Friday, April 3, 2009

On the Same Team

God gave me a little reminder last night about how we need to view our marriage. Z and I have really been trying to figure some things out lately, and make some important decisions. We disagree on a decently important issue, and it was beginning to feel like the fact that we had opposite beliefs was getting between us.

Then it hit me like a ton of bricks! We're on the same team!

We shouldn't be facing each other when disagreements come up, we should be facing the disagreement together. Make sense? In case I just lost you- here's my LAME illustration. :) We start out aiming at the problem from different sides, but usually we get so passionate we 'overshoot' and end up wounding the other person. If you first come together and unite yourselves, you can attack the problem together. Oh yeah, the orange blob is the problem. Attack the problem, not each other. :)

I like to compare it to a sports team or a family.

When you're part of a team, you will not go far without team unity and loyalty. And with my family, they came first no matter what. Doing things for friends came after doing things for my family. They were my TEAM. And if it came down to it, I'd choose my team, or my family over anyone or anything else. If you're in a game and a player from the opposite team intentionally fouls and injures someone on your team, you're gonna work your butt off trying to shut them down the rest of the game.Why? 'Cause that's where your loyalty lies. If anyone does something to hurt the team, it clearly defines them as the opponent.

I realized that Z is my number one partner in this life - my number one teammate. When a problem or a disagreement comes up, it should be something that we team up and tackle together. If another human being says or does anything negative to our relationship it should only bring us closer together and make us stronger. Even if we may feel that we agree with someone else more than with each other, our loyalty has to lie with our spouse. Simply "taking sides" with someone else can create a wall between us.

We were serious when we took those vows. And we're still serious about them now. We made a commitment to fight for our marriage no matter what. And when the goal is to vanquish the problem, and not convince or defeat the other person, we have a common goal, something that we can fight for together. So instead of problems causing a split, they give us something to work together on. And boy, is that a whole lot healthier for our relationship!!Us sporting our "team" T-shirts the night before our wedding. The backs said BRIDE 08 & GROOM 08.

3 comments:

Jen said...

Holy cow - this is SO true! It's so easy to get caught up in the moment, though and forget that you're actually on the same team... and sometimes it's even difficult to remember that the hubby is your #1 teammate... Especially when he interviews for a job without your knowledge and then ends up acing the interview and is now moving to Michigan to begin a new adventure without you because you'll be in MN cleaning the house so that *hopefully* someone will buy it. :)
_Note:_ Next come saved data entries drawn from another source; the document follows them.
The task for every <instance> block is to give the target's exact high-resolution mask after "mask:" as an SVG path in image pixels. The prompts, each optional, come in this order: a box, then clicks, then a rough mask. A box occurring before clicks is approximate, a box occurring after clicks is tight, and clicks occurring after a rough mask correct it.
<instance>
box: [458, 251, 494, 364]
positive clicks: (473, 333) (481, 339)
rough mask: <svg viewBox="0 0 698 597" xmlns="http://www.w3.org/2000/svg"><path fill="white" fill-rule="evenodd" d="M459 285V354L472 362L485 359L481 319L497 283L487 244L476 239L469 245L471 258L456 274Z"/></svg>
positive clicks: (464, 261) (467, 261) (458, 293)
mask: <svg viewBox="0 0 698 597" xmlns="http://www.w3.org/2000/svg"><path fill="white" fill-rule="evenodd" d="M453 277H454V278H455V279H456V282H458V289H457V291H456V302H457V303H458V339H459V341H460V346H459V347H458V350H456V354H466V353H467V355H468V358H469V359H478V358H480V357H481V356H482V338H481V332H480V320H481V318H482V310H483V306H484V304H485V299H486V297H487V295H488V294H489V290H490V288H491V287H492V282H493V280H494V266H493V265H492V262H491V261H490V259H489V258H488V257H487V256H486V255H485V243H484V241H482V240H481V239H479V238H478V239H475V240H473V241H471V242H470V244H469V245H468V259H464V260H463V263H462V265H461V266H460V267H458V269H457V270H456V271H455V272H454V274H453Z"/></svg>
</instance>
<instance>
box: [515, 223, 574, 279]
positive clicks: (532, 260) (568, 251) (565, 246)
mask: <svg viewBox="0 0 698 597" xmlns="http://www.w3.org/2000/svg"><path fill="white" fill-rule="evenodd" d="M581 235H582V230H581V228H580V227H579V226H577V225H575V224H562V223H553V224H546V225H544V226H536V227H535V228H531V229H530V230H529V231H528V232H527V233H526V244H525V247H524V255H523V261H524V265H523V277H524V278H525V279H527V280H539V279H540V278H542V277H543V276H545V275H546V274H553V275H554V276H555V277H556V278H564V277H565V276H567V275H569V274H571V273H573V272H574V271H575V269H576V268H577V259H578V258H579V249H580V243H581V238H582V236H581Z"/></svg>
Yep, I know we're in this together, and that we're doing this to have a better future for our family, but sometimes, when I'm focused on having to live alone and clean our house all by myself everyday, it's easy to forget! :) Deep Breath.

PS Love your hair in the photo... what products do you use? I am looking for something new for my curlies. :)

Courtney said...

It is tough, girl. You're definitely in a tough position, but in the end- your marriage will thank you for keeping perspective! Hang in there!!

Thank you! This was after about 12 hours of decorating our reception hall, so I'm flattered! :) I use Satinique products- a gel, and a spritz hair spray while blow drying. I love them! Since I order them though, I use Aussie if I need something in a pinch. :)

Lucy Marie said...

What a great message, C! Thanks for sharing your insight. I really gained some perspective from your little diagrams. It is so true, so often we come at things as though one of us has to be right and the other one has to be wrong. Looking at it this way is definitely a better perspective.